Challenge 1: Liveness Detection in Action

This Challenge is available for either contact and contactless fingerprint or both.  

Please indicate during registration.

In real applications, the Fingerprint Liveness Detection system works together with a recognition system in order to protect it from spoofing attacks. Competitors are invited to submit a complete algorithm able not only to output the liveness probability (liveness output)  but also an integrated match score (IMS output) which includes the probability above with the probability of belonging to the declared user.

In last years it was noticed that the existence of artifacts due to the human skin (person-specific) and to the particular curvature of ridges and valleys (finger-specific) can impact in liveness detection systems’ performance and can be exploit to improve the integrated system. In particular, the data acquired during the recognition system’s initial enrollment phase can be used to lower the liveness error rate and consequently, to improve the integrated system performance. For this challenge, participants can decide whether to exploit the additional information coming from the enrolled user (“user-specific effect”).

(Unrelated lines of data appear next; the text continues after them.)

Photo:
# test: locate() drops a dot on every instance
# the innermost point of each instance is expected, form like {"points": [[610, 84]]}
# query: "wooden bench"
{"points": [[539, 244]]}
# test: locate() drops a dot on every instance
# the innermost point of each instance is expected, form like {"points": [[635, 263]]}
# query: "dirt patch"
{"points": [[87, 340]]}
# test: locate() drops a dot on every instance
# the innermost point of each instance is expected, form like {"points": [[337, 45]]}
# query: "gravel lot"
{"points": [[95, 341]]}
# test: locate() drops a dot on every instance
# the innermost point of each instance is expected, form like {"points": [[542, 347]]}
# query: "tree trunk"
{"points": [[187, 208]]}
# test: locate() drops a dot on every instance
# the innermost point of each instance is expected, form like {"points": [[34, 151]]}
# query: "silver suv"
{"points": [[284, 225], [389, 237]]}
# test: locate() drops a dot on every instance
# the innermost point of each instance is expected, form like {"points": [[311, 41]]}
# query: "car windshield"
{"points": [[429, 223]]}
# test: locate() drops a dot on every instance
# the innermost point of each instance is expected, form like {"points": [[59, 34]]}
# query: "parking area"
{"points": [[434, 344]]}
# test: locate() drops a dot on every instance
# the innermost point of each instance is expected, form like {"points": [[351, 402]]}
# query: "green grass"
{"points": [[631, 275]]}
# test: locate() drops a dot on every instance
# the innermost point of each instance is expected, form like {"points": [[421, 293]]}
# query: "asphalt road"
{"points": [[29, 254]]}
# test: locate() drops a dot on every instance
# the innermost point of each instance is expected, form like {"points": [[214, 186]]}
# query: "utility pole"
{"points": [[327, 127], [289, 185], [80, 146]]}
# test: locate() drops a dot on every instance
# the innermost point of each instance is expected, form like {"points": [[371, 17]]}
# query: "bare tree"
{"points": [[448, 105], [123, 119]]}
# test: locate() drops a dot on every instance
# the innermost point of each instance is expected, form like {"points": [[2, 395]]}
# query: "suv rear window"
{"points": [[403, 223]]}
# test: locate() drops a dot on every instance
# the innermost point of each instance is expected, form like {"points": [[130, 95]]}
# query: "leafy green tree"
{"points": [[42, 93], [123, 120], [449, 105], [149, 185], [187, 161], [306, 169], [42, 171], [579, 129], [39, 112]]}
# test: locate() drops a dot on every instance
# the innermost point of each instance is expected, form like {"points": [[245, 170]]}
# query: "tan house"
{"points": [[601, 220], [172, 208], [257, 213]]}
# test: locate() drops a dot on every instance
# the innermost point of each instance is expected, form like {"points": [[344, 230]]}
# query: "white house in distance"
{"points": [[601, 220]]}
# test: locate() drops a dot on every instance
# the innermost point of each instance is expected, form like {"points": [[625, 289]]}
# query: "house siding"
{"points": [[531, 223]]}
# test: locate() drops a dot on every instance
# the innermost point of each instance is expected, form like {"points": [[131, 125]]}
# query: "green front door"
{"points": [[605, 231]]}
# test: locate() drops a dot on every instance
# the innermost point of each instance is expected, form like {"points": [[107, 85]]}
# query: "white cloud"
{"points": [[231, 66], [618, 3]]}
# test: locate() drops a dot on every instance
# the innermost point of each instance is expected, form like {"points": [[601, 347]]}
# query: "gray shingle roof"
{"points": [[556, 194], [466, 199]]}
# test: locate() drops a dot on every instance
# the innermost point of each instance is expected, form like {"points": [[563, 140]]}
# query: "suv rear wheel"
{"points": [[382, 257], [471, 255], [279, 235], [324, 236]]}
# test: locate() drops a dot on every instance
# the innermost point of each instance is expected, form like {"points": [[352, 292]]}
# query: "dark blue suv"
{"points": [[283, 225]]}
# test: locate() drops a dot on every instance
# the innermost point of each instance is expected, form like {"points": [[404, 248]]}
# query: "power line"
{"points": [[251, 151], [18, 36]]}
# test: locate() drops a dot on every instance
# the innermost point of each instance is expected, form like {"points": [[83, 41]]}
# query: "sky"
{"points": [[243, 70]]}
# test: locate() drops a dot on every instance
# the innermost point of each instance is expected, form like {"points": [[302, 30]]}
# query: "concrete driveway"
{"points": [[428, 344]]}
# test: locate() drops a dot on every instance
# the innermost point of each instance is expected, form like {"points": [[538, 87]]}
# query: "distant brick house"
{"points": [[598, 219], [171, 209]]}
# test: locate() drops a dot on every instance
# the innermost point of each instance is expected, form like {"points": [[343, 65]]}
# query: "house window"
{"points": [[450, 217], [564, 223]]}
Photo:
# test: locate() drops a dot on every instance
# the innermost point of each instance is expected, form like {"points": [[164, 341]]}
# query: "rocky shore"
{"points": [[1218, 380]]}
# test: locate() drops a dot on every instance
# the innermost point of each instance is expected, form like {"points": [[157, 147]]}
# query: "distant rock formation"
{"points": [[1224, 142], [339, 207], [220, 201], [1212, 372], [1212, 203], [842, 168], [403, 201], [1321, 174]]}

Each submitted algorithm must be a Windows or Linux console application with the following list of parameters:

Synopsis:  [nameOfAlgorithm].exe [ndataset] [templateimagesfile] [probeimagesfile] [livenessoutputfile] [IMSoutputfile]
[nameOfAlgorithm].exe – It is the executable name. Format: Windows or Linux console application (es. .exe) [ndataset] – It is the identification number of the dataset to analyse. Legend:
  1. GreenBit
  2. Dermalog
  3. Unkown1
  4. Unknown2
[templateimagesfile] – A text file with the list of absolute paths of each template image registered in the system. Each image is in the same format of own train set. Example of a [templateimagesfile] called GreenBit_template.txt: G:\Works\LivDet2025\TemplateImages\GreenBit\0123.png G:\Works\LivDet2025\TemplateImages\GreenBit\1323.png G:\Works\LivDet2025\TemplateImages\GreenBit\0033.png G:\Works\LivDet2025\TemplateImages\GreenBit\0954.png G:\Works\LivDet2025\TemplateImages\GreenBit\2154.png [probeimagesfile] – A text file with the list of absolute paths of each image to analyse. Each image is in the same format of own train set. Example of a [probeimagesfile] called GreenBit_probe.txt: G:\Works\LivDet2025\ProbeImages\GreenBit\0123.png G:\Works\LivDet2025\ProbeImages\GreenBit\1323.png G:\Works\LivDet2025\ProbeImages\GreenBit\0033.png G:\Works\LivDet2025\ProbeImages\GreenBit\0954.png G:\Works\LivDet2025\ProbeImages\GreenBit\2154.png [livenessoutputfile] – The text file with the liveness output of each processed image, in the same order of “probeimagesfile”. The output is a posterior probability of the live class given the image, or a degree of “liveness” normalized in the range 0 and 100 (100 is the maximum degree of liveness, 0 means that the image is fake). Scores [0, 50) classify fingerprint image as “fake” while scores [50,100] classify fingerprint image as “live”(in Fig.1 in blue “livenessoutput”). In the case that the algorithm has not been able to process the image, the correspondent output must be -1000 (failure to enroll). Example of a [livenessoutputfile] called GreenBit_liveness_results.txt: 100 54 -1000 32 78 [IMSoutputfile] – The text file with the integrated match score output between the processed image (probe) and the corresponding template. The output is a combined posterior probability of the live class and the belonging of the claimed identity given the image, normalized in the range 0 and 100 (100 means that the image is live and belonging to the declared user, 0 means that the image is fake or belonging to an attacker). Scores [0, 50) classify fingerprint image as “fake or attacker” while scores [50,100] classify fingerprint image as “live and genuine” (in Fig.1 in red “IMSoutput”). In the case that the algorithm has not been able to process the image, the correspondent output must be -1000 (failure to enroll). Example of a [imsoutputfile] called GreenBit_ims_results.txt: 100 54 -1000 32 78

Fig.1 Block diagram of a possible Integrated Match System comparison

Each parameter related to the dataset configuration must be set before submission. Each competitor can configure his algorithm by the training-set available after the registration. Only Windows  or Linux console applications with the above characteristics will be accepted for the competition.

Participants are recommended to send a description of their algorithm.

They may publish also the source code of their algorithm, but this is not mandatory.